Gründe für Misstrauen hat die Aktivistin genug. Vor Kurzem erfuhr sie zufällig davon, dass eine (Polizei)behörde – welche ist ihr nicht bekannt – sie wegen ihrer politischen Aktivitäten auf eine Liste Namens „Schengen-Fahndung zur Pol. Beobachtung“ gesetzt hat. Dies führe im Alltag zu unangenehmen Polizeikontrollen und zur Speicherung von noch mehr Daten als sonst in polizeilichen Datenbanken. Vorbestraft ist die Aktivistin nicht.

Lecomte stieß auf auf das Dokument bei einer Akteneinsicht in ein – inzwischen nach § 170 II StPO eingestelltes – Ermittlungsverfahren zu einer Abseilaktion gegen einen Urantransport 2018 bei Koblenz.
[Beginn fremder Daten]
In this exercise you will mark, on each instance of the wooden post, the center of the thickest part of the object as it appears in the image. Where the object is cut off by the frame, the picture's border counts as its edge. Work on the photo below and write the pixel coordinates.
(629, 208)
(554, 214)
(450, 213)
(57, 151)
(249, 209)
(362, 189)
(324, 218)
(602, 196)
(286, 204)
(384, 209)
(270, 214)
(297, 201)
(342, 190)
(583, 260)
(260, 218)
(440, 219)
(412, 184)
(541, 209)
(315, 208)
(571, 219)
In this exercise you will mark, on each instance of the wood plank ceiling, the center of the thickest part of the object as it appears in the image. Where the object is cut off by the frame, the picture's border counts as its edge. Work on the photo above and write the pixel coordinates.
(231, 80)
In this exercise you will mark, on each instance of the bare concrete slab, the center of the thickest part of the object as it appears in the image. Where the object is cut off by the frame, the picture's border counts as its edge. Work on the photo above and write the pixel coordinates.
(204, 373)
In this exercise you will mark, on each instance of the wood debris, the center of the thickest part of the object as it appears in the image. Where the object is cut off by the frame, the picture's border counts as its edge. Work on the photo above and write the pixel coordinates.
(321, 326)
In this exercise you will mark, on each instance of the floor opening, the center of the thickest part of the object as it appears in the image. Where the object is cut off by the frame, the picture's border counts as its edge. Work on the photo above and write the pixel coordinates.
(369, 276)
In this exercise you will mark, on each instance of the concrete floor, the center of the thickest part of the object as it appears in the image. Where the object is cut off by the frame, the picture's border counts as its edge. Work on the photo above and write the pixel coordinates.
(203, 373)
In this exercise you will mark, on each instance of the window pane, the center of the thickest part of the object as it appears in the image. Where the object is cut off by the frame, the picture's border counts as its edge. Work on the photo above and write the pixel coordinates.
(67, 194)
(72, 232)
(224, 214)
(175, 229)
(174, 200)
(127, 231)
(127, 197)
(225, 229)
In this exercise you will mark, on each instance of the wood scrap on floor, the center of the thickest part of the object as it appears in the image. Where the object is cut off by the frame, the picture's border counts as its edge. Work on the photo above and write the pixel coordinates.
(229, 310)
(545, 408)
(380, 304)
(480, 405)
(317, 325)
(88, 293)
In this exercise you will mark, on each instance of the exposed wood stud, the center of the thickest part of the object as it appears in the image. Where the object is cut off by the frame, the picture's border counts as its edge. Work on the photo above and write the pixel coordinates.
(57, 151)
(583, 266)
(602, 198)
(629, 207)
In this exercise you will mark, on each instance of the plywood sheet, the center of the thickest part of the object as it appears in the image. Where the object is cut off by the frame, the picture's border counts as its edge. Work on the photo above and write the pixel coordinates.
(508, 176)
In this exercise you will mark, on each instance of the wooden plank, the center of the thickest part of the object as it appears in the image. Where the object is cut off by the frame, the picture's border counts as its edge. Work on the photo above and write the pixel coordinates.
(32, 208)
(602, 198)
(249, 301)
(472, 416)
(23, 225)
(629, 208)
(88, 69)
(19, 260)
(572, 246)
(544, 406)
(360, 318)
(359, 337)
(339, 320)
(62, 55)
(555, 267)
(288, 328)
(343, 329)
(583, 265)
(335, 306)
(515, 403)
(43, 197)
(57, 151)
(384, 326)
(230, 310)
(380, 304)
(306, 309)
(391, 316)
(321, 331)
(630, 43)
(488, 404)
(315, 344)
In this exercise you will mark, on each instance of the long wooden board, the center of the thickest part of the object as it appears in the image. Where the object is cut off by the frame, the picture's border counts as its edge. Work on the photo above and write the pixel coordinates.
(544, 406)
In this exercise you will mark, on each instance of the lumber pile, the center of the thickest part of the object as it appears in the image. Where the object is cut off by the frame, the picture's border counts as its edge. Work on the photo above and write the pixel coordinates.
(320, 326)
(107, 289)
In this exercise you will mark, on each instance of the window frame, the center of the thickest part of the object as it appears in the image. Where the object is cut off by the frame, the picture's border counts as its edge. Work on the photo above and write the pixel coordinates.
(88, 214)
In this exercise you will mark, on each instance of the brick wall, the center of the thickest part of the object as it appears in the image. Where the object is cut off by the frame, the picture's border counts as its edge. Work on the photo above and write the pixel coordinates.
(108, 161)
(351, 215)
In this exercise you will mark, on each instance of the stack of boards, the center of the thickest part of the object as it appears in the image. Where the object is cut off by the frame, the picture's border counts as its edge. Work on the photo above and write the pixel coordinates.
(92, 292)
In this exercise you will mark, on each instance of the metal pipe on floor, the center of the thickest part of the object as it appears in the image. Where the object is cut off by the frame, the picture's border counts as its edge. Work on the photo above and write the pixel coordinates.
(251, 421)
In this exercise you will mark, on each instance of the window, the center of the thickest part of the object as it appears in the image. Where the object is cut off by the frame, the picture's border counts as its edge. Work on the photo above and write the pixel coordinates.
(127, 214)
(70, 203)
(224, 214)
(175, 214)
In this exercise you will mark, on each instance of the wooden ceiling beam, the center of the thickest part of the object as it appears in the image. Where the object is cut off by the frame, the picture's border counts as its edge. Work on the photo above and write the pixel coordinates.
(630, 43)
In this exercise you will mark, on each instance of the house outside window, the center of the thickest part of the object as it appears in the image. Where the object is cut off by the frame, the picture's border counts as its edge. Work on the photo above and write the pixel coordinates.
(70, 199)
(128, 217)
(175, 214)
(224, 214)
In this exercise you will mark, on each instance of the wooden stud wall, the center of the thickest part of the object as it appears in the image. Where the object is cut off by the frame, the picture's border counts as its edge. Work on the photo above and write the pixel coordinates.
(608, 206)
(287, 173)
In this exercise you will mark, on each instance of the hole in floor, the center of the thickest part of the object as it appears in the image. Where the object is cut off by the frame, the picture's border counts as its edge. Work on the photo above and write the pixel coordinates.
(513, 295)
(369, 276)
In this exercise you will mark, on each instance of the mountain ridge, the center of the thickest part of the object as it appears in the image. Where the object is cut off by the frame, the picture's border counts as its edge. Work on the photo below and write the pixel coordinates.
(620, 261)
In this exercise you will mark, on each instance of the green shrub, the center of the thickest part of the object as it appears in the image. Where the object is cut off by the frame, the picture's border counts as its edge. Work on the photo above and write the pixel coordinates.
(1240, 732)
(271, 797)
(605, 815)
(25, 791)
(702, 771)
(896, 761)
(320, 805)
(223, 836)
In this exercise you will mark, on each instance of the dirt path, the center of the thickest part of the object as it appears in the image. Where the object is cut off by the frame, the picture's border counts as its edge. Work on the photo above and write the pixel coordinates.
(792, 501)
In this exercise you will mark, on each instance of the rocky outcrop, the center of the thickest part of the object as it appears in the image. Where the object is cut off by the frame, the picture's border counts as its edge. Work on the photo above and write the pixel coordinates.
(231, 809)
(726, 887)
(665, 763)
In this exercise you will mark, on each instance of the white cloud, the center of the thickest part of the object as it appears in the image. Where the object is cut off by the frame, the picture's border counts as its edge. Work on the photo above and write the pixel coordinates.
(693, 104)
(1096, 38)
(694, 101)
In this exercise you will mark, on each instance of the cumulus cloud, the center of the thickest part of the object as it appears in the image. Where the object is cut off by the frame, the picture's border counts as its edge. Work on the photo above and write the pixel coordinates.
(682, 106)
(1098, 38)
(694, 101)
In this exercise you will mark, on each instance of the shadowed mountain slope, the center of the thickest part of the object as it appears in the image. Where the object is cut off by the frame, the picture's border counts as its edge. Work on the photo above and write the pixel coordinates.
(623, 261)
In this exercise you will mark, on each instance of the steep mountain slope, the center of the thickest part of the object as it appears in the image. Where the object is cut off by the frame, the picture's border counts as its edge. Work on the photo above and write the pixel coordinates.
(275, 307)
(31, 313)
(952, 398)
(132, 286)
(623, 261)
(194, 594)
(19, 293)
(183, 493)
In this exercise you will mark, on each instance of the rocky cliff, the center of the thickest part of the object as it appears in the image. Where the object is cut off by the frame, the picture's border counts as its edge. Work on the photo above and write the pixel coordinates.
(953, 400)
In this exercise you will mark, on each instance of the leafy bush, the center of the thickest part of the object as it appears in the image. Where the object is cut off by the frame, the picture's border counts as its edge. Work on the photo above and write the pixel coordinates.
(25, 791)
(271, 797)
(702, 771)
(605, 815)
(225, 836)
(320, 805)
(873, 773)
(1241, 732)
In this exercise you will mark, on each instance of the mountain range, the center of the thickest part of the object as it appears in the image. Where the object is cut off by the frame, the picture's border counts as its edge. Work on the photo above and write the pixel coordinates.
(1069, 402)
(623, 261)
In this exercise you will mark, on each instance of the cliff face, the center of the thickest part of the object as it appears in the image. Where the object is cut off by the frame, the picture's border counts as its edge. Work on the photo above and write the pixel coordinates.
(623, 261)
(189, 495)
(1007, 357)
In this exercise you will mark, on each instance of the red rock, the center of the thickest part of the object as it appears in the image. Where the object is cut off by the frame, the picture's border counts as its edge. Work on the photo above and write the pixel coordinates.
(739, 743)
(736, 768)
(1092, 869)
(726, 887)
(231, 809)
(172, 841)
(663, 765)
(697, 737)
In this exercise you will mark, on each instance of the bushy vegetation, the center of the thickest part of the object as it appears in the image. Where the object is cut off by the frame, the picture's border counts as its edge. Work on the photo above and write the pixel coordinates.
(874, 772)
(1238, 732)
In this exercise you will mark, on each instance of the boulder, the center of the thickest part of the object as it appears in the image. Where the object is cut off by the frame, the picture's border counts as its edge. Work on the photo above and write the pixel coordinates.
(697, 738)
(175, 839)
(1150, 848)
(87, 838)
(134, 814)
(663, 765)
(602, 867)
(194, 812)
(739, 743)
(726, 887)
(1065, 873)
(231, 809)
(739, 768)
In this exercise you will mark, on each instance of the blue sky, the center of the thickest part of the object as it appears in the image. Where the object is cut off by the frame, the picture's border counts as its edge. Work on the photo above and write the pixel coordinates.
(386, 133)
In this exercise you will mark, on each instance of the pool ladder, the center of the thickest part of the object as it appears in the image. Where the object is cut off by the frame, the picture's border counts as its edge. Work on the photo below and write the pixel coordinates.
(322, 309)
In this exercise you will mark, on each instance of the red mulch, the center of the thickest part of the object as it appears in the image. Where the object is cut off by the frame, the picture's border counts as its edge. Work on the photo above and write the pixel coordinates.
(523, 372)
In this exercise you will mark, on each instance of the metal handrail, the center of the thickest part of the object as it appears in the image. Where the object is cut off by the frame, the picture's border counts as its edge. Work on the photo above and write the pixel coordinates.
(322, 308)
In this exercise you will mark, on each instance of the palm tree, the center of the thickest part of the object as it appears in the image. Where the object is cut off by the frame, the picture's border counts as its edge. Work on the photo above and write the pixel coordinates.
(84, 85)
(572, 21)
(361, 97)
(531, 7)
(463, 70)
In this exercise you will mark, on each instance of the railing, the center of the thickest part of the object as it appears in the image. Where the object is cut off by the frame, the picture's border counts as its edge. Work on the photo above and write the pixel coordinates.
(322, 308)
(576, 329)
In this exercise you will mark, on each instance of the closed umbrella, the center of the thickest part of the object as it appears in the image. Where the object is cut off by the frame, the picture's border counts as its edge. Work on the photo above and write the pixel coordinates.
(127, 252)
Das Dokument befindet sich eher zufällig in der Akte. Es ist als Verschlusssache nur für den Dienstgebrauch eingestuft.

„Wer sich politisch  – insbesondere gegen die Atomkraft und Militarismus – engagiert, wird als Staatsfeind behandelt und kommt nie aus den Mühlen der polizeilichen Datenbanken und Überwachung“, fasst Lecomte zusammen.